第48章
第48章
遼闊天地、狂風飛沙, 都不過是滄海一粟,唯有目光所及之處是全世界。
兩眼相對,盡在無言。
只這麽一眼, 像是确定歸屬般, 他猛然将人擁進懷裏,用着要将之融入身體的力度, 連聲音都在顫抖:“是你……真的是你!”
這張臉, 他豈止念想了一年。
整整十年,他曾經在星際頻道上,隔着浮空的虛屏用目光摹畫。從五官到體型,甚至于眉眼弧度他都一清二楚。
胸口急劇起伏着,失而複得的喜悅将他死寂的心盈滿, 如同一顆幹枯的種子重新獲得生機。
宋歸瀾靠在他胸口,感受着熟悉的體溫和心跳聲, 心裏生出一股滿滿當當的踏實感。
他嘴角微微勾起,又想到什麽一般,冷下臉把他推開:“上将在說什麽?您可能認錯……”
話音未落, 一只大手倏然扣住他下巴。
溫熱的唇不由分說覆蓋下來,在周圍的抽氣聲中,宋歸瀾被迫仰起頭,承受這滿是濃情與思念的一吻。

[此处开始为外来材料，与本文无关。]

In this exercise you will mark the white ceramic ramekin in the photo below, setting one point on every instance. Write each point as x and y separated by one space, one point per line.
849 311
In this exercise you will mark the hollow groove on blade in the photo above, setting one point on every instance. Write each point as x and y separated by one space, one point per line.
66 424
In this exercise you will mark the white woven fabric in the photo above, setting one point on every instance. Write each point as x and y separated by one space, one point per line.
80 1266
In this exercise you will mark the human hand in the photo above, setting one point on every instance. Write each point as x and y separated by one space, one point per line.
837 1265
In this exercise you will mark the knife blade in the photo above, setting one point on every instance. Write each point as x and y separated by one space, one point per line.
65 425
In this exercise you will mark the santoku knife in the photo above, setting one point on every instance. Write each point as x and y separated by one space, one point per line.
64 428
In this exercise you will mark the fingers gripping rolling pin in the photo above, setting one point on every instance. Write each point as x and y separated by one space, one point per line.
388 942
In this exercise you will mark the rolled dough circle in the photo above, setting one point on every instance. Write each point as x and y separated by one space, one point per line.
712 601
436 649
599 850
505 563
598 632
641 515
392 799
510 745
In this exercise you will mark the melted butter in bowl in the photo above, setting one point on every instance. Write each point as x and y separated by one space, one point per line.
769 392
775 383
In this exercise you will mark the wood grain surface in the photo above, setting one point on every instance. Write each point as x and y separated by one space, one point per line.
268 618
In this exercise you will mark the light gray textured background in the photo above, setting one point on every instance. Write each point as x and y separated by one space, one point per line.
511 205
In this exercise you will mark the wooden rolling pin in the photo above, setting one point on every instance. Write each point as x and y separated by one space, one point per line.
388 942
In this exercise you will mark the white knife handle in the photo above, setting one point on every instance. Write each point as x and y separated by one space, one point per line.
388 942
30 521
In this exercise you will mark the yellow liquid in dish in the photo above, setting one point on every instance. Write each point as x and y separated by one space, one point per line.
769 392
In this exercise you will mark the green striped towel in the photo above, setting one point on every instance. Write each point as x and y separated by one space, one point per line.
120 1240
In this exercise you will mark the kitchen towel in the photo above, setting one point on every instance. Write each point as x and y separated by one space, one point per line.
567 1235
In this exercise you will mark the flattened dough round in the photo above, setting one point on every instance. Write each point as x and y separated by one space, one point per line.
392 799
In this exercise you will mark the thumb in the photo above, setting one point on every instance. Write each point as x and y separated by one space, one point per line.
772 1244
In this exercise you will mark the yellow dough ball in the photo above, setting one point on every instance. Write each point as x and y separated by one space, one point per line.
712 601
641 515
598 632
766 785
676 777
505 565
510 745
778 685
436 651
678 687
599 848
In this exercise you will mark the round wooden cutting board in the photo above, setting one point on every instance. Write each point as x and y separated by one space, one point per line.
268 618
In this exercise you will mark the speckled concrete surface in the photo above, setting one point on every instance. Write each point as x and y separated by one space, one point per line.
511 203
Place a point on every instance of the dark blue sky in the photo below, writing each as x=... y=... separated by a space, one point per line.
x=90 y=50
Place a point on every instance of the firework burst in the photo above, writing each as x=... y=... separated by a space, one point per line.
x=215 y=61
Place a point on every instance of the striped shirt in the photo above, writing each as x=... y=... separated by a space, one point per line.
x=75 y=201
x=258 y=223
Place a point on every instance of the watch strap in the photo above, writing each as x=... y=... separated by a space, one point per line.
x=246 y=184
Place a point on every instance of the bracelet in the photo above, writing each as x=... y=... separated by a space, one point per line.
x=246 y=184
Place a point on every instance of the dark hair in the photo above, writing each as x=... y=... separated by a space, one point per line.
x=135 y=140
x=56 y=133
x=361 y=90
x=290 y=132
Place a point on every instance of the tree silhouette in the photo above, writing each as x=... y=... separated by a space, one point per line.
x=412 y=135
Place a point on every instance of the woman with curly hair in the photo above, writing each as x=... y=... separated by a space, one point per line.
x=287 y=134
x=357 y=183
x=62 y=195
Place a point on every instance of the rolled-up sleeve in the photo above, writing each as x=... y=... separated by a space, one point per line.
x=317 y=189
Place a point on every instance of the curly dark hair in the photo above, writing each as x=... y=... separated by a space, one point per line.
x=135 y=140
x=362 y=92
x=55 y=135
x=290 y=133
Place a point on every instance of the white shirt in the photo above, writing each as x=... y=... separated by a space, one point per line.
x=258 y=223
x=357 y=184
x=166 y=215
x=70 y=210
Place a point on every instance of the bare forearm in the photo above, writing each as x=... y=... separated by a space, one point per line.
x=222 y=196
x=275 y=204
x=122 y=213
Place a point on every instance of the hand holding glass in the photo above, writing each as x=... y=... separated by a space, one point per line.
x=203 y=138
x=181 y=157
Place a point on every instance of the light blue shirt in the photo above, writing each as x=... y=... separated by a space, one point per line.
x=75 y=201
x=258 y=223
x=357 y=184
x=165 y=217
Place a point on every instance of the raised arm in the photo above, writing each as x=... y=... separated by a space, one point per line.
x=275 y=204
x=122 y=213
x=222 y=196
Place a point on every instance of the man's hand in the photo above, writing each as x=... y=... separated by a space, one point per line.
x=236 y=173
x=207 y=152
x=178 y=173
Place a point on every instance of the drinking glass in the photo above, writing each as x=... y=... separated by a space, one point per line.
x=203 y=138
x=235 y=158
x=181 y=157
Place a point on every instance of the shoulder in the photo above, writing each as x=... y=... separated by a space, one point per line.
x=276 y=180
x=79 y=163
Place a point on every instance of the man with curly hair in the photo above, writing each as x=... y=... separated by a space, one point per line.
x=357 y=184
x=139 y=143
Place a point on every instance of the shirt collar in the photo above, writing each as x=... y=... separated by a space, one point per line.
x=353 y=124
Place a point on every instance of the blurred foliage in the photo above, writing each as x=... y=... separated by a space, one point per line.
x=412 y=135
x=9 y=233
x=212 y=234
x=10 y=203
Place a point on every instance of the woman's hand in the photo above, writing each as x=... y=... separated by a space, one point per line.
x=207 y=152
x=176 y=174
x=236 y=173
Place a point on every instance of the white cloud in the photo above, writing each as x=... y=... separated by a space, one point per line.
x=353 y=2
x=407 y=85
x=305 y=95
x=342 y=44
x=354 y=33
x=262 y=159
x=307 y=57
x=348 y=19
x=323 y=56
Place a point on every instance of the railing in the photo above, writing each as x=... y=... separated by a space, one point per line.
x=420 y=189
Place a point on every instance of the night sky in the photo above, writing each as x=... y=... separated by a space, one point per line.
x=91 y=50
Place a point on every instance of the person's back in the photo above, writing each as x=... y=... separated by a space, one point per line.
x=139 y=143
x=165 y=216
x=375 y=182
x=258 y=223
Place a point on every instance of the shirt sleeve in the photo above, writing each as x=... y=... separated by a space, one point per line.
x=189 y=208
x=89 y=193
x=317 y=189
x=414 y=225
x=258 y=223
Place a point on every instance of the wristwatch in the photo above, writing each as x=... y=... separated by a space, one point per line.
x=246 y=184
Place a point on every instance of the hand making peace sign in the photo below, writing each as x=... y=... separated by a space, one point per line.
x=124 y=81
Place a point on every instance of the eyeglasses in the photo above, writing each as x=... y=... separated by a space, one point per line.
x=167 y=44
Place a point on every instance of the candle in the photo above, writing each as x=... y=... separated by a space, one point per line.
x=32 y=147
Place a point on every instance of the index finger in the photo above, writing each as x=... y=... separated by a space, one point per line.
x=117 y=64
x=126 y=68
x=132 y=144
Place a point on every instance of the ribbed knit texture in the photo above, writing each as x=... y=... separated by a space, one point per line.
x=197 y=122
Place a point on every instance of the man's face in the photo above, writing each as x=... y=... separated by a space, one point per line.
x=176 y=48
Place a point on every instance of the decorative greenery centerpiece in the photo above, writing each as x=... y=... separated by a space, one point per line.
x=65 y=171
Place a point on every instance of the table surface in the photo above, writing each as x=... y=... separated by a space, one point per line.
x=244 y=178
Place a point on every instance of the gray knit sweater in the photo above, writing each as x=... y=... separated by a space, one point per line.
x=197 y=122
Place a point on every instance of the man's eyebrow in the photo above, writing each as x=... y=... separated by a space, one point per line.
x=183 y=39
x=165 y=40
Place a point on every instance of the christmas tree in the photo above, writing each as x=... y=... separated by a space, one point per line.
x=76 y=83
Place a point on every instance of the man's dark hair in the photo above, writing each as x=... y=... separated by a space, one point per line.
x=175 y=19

他的唇被男人含住, 咬在齒間用力厮磨, 粗糙與柔軟碰撞,宋歸瀾被他起皮的唇蹭的不太舒服, 輕吟一聲擡手抵在他唇前, 顫着睫毛妥協般的道:“好多人看着……”
兩人靠的極近,邢穆遠親了親抵在唇前的手指, 凝視着他的眼神越發深幽,其中感情無需言說,因為他們心意互通。
江楚陽好不容易吐完嘴裏的沙子,剛從地上爬起來,一身沙塵來不及拍掉,就看到上将和一個人又是接吻又是含情脈脈對視,怎一個纏綿了得。
“………...…”
他登時瞪大眼睛,站在原地差點驚掉了下巴。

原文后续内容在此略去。